Polymer-supported tin carbohydrate chemistry

It was anticipated that stannylation of carbohydrates could be achieved using tin on a polymer-support. Such immobilization simplifies the purification of the carbohydrate because the toxic tin reagent can be removed by filtration. In this case an alkene linker (3-buten-1-ol) was added to chloromethylated 2% cross-linked polystyrene by etherification. Photochemical hydrostannylation with dibutyltinchlorohydride gave a polymer bound trialkyl tin chloride. The Sn-Cl could be hydrolysed with NaOH to yield a resin with terminal Sn-O bonds. Highly regioselective acylation of methyl -D-mannopyranoside (MeMan) to its 3-O-benzoyl derivative was achieved. Traces of the mono 6-O-benzoate and the 3,6-di-O-benzoate were also obtained. Methyl -D-glucopyranoside was also selectively acylated to its 2-O-benzoate but this reaction gave a more complex mixture. The isolated yields (10–30% based on sugar) were disappointingly low. The yields were improved to about 60% with 5% cross-linked resin.     

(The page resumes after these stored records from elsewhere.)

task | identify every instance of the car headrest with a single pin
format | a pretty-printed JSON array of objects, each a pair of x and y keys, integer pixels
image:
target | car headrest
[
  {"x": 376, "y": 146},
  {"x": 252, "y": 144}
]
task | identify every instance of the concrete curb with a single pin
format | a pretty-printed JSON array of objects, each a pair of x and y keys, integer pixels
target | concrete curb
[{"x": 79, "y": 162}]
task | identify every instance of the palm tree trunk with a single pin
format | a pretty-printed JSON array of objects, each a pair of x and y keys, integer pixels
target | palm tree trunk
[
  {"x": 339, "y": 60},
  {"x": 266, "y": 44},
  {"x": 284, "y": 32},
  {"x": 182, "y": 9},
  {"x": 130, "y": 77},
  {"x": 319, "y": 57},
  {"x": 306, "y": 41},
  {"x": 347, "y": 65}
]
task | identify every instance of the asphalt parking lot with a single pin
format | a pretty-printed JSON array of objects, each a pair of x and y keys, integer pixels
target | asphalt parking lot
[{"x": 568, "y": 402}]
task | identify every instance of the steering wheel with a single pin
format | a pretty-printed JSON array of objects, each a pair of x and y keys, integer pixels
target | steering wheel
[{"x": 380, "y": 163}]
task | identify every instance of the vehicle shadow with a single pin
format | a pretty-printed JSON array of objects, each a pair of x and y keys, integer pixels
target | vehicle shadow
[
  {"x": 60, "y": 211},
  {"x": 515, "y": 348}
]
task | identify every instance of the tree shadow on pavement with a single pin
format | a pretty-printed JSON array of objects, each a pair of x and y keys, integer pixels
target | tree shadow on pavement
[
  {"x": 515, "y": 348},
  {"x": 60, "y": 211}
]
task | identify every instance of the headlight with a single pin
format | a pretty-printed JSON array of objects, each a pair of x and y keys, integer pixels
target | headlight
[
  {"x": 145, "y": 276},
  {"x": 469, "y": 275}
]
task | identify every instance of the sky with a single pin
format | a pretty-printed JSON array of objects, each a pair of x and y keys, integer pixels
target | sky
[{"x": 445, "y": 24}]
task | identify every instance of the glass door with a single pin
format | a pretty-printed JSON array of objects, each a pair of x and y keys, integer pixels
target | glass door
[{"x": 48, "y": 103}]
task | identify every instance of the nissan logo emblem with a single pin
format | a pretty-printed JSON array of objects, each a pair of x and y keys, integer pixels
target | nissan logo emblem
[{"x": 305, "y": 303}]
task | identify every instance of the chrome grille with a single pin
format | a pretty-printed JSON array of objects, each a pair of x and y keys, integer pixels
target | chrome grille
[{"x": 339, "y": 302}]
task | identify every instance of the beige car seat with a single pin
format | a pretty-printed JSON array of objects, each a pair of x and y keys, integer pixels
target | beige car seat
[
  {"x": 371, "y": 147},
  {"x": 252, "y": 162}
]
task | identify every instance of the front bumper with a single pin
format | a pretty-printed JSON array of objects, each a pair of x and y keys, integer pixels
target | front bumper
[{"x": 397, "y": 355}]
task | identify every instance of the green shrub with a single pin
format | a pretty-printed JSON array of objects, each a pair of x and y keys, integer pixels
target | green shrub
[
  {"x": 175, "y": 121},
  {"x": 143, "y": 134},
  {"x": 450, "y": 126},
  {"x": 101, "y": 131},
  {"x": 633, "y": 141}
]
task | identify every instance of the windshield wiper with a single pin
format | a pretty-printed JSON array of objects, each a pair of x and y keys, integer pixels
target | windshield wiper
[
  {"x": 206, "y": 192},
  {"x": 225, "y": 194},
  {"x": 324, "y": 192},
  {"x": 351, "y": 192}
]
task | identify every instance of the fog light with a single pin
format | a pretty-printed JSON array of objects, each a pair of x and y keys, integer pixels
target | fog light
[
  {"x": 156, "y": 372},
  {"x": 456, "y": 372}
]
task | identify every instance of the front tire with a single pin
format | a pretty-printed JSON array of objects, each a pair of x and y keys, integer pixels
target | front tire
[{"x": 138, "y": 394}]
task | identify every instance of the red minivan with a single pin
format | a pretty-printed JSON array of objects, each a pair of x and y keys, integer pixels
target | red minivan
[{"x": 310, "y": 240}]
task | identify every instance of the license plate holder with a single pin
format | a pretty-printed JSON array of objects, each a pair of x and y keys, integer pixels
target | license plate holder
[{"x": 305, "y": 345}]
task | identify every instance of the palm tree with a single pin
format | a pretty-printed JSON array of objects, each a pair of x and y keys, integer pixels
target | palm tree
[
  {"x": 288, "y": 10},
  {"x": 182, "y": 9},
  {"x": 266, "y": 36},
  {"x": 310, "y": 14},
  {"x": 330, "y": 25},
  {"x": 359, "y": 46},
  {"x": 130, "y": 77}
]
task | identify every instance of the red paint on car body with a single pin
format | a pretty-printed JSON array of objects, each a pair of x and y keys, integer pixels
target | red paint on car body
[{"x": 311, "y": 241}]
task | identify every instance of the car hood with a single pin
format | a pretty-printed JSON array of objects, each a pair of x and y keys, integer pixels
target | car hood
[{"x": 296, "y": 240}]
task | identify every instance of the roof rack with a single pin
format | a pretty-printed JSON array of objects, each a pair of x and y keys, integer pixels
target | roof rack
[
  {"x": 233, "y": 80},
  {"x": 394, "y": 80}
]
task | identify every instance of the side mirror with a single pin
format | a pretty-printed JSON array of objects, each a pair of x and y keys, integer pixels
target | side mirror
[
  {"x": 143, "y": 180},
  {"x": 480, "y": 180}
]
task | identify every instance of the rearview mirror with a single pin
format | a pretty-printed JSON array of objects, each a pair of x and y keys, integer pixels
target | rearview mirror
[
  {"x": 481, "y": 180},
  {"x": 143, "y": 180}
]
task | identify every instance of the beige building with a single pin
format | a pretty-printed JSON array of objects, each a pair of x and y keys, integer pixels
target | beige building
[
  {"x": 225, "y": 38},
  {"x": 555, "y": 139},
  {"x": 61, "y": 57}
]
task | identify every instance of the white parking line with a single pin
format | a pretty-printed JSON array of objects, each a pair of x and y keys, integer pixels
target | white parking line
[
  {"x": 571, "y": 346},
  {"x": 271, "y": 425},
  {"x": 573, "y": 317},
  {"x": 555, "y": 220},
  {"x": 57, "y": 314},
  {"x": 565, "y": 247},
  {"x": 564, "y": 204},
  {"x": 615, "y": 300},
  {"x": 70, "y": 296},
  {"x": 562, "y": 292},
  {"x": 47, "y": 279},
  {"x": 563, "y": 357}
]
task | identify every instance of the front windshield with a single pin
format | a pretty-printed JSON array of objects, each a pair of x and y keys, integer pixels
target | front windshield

Protozoan parasite-specific carbohydrate structures

The carbohydrate moieties displayed by pathogenic protozoan parasites exhibit many unusual structural features and their expression is often developmentally regulated. These unique structures suggest a specific relationship between such carbohydrates and parasite pathogenicity. Studies of infected humans indicate that immune responses to protozoan parasites are elicited by glycan determinants on cell-surface or secreted molecules. Infections by protozoa are a major worldwide health problem, and no vaccines or efficacious treatments exist to date. Recent progress has been made in elucidating the structure and function of carbohydrates displayed by major protozoan parasites that infect man. These structures can be used as prototypes for the chemical or combined chemo-enzymatic synthesis of new compounds for diagnosis and vaccine development, or as inhibitors specifically designed to target parasite glycan biosynthesis.     

Design of carbohydrate multiarrays

Recently, microarray technology has increasingly been widely applied in glycobiology. This technology has rather evident potential advantages: unlimited number of carbohydrate ligands coated onto one small sized chip, enormously low consumption of both carbohydrate ligands and carbohydrate-binding proteins to be tested, etc. Literature data demonstrate that three approaches are used for glycoarray design. The first one is based on the physical adsorption of glycomolecules on a surface (as in a common ELISA), the second one-on covalent immobilization, and the third one-on a streptavidin-biotin system. In all of the described methods, carbohydrate ligands were placed on chips as a 2D monolayer and high sensitivity was achieved due to fluorescent detection. Notably, a tendency of stepping from model chips toward real multiarrays, where the number of carbohydrate ligands can be up to two hundred, has been observed the last 2 years, this already producing a number of interesting findings when studying carbohydrate-binding proteins. In 2005 new construction, 3D glycochip was described, where 150 mum diameter polyacrylamide gel elements serve as microreactors instead of 2D dots. As a result of the 3D placement of a ligand, two orders of magnitude increase of its density is possible, this providing principal signal improvement during fluorescent detection and increasing method sensitivity. At the same time, carbohydrate consumption is low, i.e., approximately 1 pmol per gel element. Copolymerization chemistry enables the immobilization of several glycomolecule classes to the gel, in particular, aminospacered oligosaccharides, polyacrylamide conjugates, and even 2-aminopyridine derivatives of oligosaccharides, which are widely used in the structural analysis of glycoprotein N-chains.